アリーちゃん、あんたは武装行儀見習いってことでケイコさんから預かった娘な訳だけれど・・・」


 『いきなりなんなんだよ!この重い雰囲気は』


 今思えばその時をもって、わたしのお気楽少女時代には永遠の幕引きがされたのかもしれない。      

まだ全然大人になんかなりたくなかったのに、とざい、とーざい、理不尽な筋書きがお約束のリアル人生劇場が開幕とござい。          

大人の演じる世間様の表舞台へと、まだ何の覚悟も諦念も無いわたしが、問答無用で放り出された瞬間でもあったのだと、そう思う。      

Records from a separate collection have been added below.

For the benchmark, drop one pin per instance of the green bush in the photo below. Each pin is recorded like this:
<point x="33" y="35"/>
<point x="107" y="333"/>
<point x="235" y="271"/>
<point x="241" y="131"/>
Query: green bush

ちなみに、リアル人生劇場の舞台には底の見えない奈落がもれなく付いてくるので、ゆめゆめ落ちたりしないようご用心。           

逃げ出せるものならすぐにでも逃げ出したい、わたしがいた。     


 わたしが乗り組んでいる航空船第七音羽丸は、惑星ロージナの西大陸南岸にある小さな村、音羽村が運営している鉱石スイーパーだ。      

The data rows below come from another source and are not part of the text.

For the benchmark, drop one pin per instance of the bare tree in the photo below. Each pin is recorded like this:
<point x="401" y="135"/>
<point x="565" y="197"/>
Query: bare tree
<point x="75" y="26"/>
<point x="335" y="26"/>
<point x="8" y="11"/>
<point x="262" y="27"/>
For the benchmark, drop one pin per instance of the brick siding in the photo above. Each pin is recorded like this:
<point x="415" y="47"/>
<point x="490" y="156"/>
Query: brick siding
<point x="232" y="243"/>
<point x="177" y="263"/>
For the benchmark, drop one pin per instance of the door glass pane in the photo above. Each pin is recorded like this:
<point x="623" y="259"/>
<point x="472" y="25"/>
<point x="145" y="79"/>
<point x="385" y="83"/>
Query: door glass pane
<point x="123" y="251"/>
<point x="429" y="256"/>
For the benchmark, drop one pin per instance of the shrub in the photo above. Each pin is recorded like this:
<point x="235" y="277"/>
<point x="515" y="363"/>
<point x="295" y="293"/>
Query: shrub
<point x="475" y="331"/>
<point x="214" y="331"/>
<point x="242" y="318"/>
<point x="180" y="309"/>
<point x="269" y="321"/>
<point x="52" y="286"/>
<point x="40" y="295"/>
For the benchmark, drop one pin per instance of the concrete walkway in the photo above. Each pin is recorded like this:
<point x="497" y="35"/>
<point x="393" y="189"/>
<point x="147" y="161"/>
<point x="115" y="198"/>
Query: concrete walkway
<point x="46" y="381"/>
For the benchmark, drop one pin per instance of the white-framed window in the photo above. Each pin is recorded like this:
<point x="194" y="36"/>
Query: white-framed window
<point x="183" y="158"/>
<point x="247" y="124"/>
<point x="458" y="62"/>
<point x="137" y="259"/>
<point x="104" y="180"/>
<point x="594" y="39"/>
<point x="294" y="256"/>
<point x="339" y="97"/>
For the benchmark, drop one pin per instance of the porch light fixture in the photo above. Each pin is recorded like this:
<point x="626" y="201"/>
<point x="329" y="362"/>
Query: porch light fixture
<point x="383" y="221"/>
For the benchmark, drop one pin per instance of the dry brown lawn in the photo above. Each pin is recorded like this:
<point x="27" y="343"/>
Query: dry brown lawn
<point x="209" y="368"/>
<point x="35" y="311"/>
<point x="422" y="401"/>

鉱石スイーパーを名乗る航空船は、地表からほぼ三百メートルの高度に広がるフィールド平面上を走り回って、主に隕鉄(隕石に含まれる鉄ニッケル合金)を集めて回るのがお仕事だ。  

フィールドは、ロージナのテラフォーミングが始まってからほぼ二千年の間、一日たりとて休まず展開されているバリヤー?シールド?みたいなものだって学校で習った。      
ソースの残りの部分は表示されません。